See trucks in the mud bog and ‘feel it in your heart’
William Armstrong of Stafford County started playing in the mud as soon as he could walk, so it was only natural that he enjoyed an equally dirty hobby as an adult.
Armstrong used to drive a souped-up Toyota in mud bogs from West Virginia to South Carolina.
Like others who lived for the thrill of getting down and dirty, he’d push the horsepower under the hood to the limit, trying to get his Toyota through a mud pit specially designed for the occasion.
Fourteen years ago, he started Mountain View Mudders and pulled together a crew to keep mud bog races running smoothly and haul out mud-caked trucks that couldn’t go the distance.
Once a year, as he did on Saturday, he helps put on the popular mud bog at the Fredericksburg Agricultural Fair, which ends today. He partners with Sonny Pippen of Sonny’s Truck, Tractor and Equipment of Stafford.
About 30 of their friends and relatives, all wearing neon-green shirts, wave orange or red flags and run the track as trucks of all types face off against the man-made mud.
“I would love to be out there driving, but my wallet won’t let me,” Armstrong said.
The Mountain View Mudders also build the pit. It was about 140 feet long with a dip that goes down about 2 feet. Saturday’s event drew more than 130 vehicles in eight different classes, based on tire size, weight and modifications made.
Some of the entrants were Broncos, Blazers and Jeeps their owners drive to and from work. Many have been modified to dig deeper and are as loud as a pack of motorcycles being revved up.
Still, they can’t compare to the sound generated by jacked-up trucks tweaked to the tune of more than $100,000 per vehicle. They haul around more horsepower than is legal for the street.
“Oh, the sound, I love it when the trucks rumble up,” said Terri Martin of Inwood, W.Va.
“You can feel it in your heart,” added her friend, Vivian Jarvis of Sterling. “It’s a Southern girl thing.”
For sure, the sport of mud-bogging draws a distinct audience. There weren’t enough bleachers to seat all the Mountain Dew-drinkin’, tobacco-spittin’ and camouflage-wearin’ people.
Sydnee Sirry, 16, from Strasburg, was one of many girls wearing cowboy boots and shorts. Hers weren’t nearly as skimpy as some around her, or as short as what Daisy Duke used to wear on “The Dukes of Hazzard” TV show.
Sydnee’s shirt read: “Most girls play with dolls. Southern girls play with trucks.”
She and her sister, Grace, also 16, have been brought up on mud and big tires.
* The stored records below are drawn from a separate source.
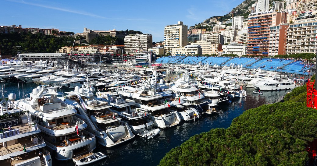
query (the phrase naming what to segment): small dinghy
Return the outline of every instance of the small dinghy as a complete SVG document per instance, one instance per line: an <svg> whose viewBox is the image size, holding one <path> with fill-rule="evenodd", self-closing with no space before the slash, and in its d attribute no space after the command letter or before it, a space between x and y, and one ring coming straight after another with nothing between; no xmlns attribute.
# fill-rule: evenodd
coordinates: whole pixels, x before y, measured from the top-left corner
<svg viewBox="0 0 317 166"><path fill-rule="evenodd" d="M101 152L98 152L86 157L81 156L76 157L73 158L73 161L77 165L84 165L100 161L107 157L107 156L106 155Z"/></svg>
<svg viewBox="0 0 317 166"><path fill-rule="evenodd" d="M256 91L253 91L253 93L256 93L257 94L263 94L263 92L258 92Z"/></svg>
<svg viewBox="0 0 317 166"><path fill-rule="evenodd" d="M158 134L158 133L160 131L161 129L155 129L150 131L145 130L143 132L139 133L137 134L139 136L142 136L142 137L147 138L147 139L150 139Z"/></svg>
“It’s in my blood,” Grace said.
Their father, Daniel, races a Ford. He doesn’t care so much about how he finishes, but he does worry about how “Hilda” the F–100 performs each go-round.
“It depends on what mood she’s in, whether she wants to do good or not,” Grace said.
Hilda is one of the milder names drivers give their trucks. Others include Swamp Donkey, Mudweiser and the ever-popular Hell on Heels. That’s driven by Tanya Ricks of Mudiva Racing near Petersburg.
Drivers and spectators say the key to faster vehicles and better pulls through the mud is more horsepower.
Adding more muscle means drivers have to boost other systems as well, said Darin Stoltz of Stafford. Sometimes one component on a modified truck breaks down because it can’t keep up with the other changes that have been made.
“It can be a vicious cycle,” Stoltz said.
The modifications bring the possibility of breakdowns and goof-ups, and those also lure spectators to mud bogs.
“I’ve seen ’em roll, I’ve seen ’em flip, I’ve seen ’em come up on the bank,” Jarvis said.
James Johnson of Burr Hill in Orange County said what he likes best is “watching them tear it up. They blow motors and everything up in there.”
Katie Bowman of Stafford said it’s the same kind of thrill she gets when she sees cars smash into each other during another popular fair event, the demolition derby.
“They do things the rest of us wish we could,” she said.